Position Matters: Network Centrality Considerably Impacts Rates of Protein Evolution in the Human Protein-Protein Interaction Network

Affiliations

Position Matters: Network Centrality Considerably Impacts Rates of Protein Evolution in the Human Protein-Protein Interaction Network

David Alvarez-Ponce et al. Genome Biol Evol. .

Abstract

The proteins of any organism evolve at disparate rates. A long list of factors affecting rates of protein evolution have been identified. However, the relative importance of each factor in determining rates of protein evolution remains unresolved. The prevailing view is that evolutionary rates are dominantly determined by gene expression, and that other factors such as network centrality have only a marginal effect, if any. However, this view is largely based on analyses in yeasts, and accurately measuring the importance of the determinants of rates of protein evolution is complicated by the fact that the different factors are often correlated with each other, and by the relatively poor quality of available functional genomics data sets.
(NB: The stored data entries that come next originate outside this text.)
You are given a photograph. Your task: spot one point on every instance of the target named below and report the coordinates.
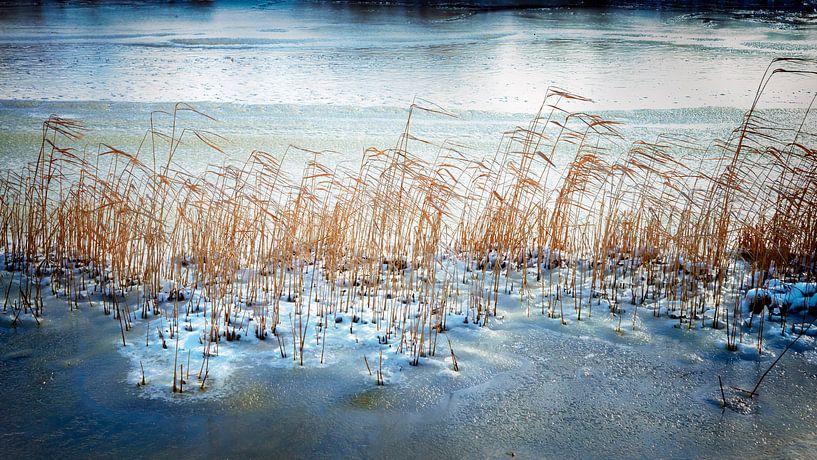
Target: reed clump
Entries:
(566, 215)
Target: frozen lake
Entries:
(340, 78)
(359, 55)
Here, we use correlation, partial correlation and principal component regression analyses to measure the contributions of several factors to the variability of the rates of evolution of human proteins. For this purpose, we analyzed the entire human protein-protein interaction data set and the human signal transduction network-a network data set of exceptionally high quality, obtained by manual curation, which is expected to be virtually free from false positives. In contrast with the prevailing view, we observe that network centrality (measured as the number of physical and nonphysical interactions, betweenness, and closeness) has a considerable impact on rates of protein evolution. Surprisingly, the impact of centrality on rates of protein evolution seems to be comparable, or even superior according to some analyses, to that of gene expression. Our observations seem to be independent of potentially confounding factors and from the limitations (biases and errors) of interactomic data sets.

Keywords: dN/dS; network centrality; protein–protein interactions; rates of evolution.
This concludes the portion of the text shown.